2.The Doctor’s portable emitter com badge thing was an artifact from the future, literally. It came from the 29th century in a early season two parter, they could not make more or analyze it properly so even if you created new instances of The Doctor they would be confined to either the holodeck or sickbay.

:smack:Yep teen years well spent, forget sex and drugs I had Voyager reruns!

Well, so what if they’re confined to the sickbay? Say there’s a mass-casualty situation. The Doctor program creates multiple “threads”, this one with access to the “how to treat burns” resources, this one with access to the “how to treat a penetrating chest wound” resources, this one needs both resources, timeshares with the first two…

I guess I was slightly offended by how utterly ignorant the writers were of the obvious potential of their creation. Heck, there was a whole episode about how traumatized the Doctor was when he had to choose (!) between two patients, the loser dying. Geez, I thought triage was a critical part of this program.

Oh yea I agree 100%, it was just a way to create drama too so they could prevent the obvious solution of “uh just load a backup recently made of him duh” when he was in peril. You mean to tell me I have more storage space than Voyager?:dubious:

Computer…delete all Vulcan pornographic materials from the 22nd century, should clear up some space for a backup.:stuck_out_tongue:

For me the biggest inconsistency was not creating a replacement crew. They knew it was a 70+ trip back home. The logical solution was to pair up and make babies. They’d be the replacement crew within thirty years (that’s allowing ten years of Star Fleet training). But, as I recall there was only one baby born (Naomi Wildman).

Heck, if you check the casualty lists, I doubt they’d have enough viable breeding stock by the time replacements were necessary.

Wasn’t her mom pregnant before even getting caught by the Caretaker? I think she found out she was pregnant shortly after the start of the show, which shouldn’t have been a source of too much stress as she had all that top of the line med equipment and crew.

I thought it would be neat to have Voyager damaged and repaired so much, or having taken on so much unknown strange crew Janeway would find a hostile reception back on Earth.

I can usually fanwank my way out of things to make myself feel better, and none of the specific issues mentioned here are any problem for me. What does drive me crazy though is how they keep running into the same species long after they’ve put significant amounts of distance behind them, often after they’ve made gigantic jumps by irregular means. That and how certain characters can so easily find them even after said erratic jumps (like Kes or the formerly dead now turned alien crew member), which means these master trackers must have found similarly gigantic shortcuts as well.

This is a Star Trek problem in general - how many episodes involve a piece of technology malfunctioning in a spectacular way and then never being mentioned again?

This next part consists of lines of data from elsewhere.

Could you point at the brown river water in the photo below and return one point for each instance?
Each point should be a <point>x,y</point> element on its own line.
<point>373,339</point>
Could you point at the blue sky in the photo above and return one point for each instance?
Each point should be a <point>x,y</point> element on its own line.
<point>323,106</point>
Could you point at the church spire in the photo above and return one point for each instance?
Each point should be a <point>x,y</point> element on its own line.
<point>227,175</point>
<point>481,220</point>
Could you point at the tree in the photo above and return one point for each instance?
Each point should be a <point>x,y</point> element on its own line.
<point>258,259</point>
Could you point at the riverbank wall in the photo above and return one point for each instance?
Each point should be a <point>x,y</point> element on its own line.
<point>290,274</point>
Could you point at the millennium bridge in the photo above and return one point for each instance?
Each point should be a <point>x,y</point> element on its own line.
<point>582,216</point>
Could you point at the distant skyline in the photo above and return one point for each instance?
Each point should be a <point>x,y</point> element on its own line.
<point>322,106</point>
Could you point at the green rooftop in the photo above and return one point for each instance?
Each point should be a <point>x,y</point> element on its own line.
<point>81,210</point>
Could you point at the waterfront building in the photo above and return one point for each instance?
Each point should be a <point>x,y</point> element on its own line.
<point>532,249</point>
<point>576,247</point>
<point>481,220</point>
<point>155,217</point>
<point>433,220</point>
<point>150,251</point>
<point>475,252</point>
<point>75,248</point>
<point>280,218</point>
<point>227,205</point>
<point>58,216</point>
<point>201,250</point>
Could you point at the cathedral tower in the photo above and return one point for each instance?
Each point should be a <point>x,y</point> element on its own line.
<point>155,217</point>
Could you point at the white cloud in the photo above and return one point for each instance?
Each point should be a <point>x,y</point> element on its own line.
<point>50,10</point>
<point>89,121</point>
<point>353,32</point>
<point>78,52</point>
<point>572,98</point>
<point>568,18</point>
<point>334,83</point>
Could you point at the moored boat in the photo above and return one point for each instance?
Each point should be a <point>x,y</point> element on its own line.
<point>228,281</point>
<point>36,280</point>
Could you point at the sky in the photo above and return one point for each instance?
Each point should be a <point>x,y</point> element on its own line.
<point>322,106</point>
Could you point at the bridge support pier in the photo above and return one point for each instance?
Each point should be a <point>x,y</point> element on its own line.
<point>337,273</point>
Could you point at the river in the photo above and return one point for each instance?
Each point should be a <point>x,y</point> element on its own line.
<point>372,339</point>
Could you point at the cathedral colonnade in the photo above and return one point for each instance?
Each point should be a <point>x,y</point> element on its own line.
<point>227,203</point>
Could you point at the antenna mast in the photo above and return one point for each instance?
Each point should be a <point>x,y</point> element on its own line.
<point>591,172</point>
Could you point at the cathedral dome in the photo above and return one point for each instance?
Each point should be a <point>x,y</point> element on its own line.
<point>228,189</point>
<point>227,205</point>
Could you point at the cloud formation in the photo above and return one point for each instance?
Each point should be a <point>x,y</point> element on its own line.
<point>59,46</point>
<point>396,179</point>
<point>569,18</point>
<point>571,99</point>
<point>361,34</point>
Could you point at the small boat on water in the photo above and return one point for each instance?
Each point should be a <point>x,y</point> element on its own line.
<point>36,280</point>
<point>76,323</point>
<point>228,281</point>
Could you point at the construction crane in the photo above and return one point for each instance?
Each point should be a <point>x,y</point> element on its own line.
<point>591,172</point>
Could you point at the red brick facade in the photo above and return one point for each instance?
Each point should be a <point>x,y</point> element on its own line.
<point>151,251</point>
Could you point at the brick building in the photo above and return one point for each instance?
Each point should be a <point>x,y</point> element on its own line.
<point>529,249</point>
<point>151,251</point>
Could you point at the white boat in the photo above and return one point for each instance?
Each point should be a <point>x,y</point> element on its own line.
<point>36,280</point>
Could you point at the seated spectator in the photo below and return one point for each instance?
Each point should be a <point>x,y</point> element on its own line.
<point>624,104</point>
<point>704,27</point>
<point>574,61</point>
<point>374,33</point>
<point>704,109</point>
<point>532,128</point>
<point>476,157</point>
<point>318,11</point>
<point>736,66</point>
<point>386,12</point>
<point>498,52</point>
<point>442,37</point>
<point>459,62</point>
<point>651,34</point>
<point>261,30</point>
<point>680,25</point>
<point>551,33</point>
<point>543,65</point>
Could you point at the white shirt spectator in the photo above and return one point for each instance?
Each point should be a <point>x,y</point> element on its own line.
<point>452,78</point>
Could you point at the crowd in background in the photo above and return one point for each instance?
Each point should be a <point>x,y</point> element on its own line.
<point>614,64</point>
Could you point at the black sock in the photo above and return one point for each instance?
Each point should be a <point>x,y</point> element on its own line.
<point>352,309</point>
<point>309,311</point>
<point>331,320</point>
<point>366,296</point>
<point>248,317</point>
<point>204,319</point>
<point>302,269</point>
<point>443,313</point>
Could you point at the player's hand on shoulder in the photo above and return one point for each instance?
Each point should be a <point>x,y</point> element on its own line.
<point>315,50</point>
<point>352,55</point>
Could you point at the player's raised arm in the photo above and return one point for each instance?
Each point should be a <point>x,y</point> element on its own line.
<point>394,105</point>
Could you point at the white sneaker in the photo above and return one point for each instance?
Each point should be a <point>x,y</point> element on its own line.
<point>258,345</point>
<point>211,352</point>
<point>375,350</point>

Remember the episode of TNG where the crew gets turned into little kids because of a transporter accident? “Hey, gang, we just invented immortality, but whatevs.”

Remember the episode of VOYAGER where – OP, you maybe want to look away now – they find a way to fly faster than Warp 10, which can get 'em all home? But some time later, it turns out that moving so fast sparks a gradual change into weird lizard creatures? But the holographic Doctor comes up with a cure?

As per the whole point of the series, do they fly home and take the cure? Is that kinda the whole point of a holographic Doctor?

That was like the third episode. To many Gilligan incidents in that series fo rmy taste.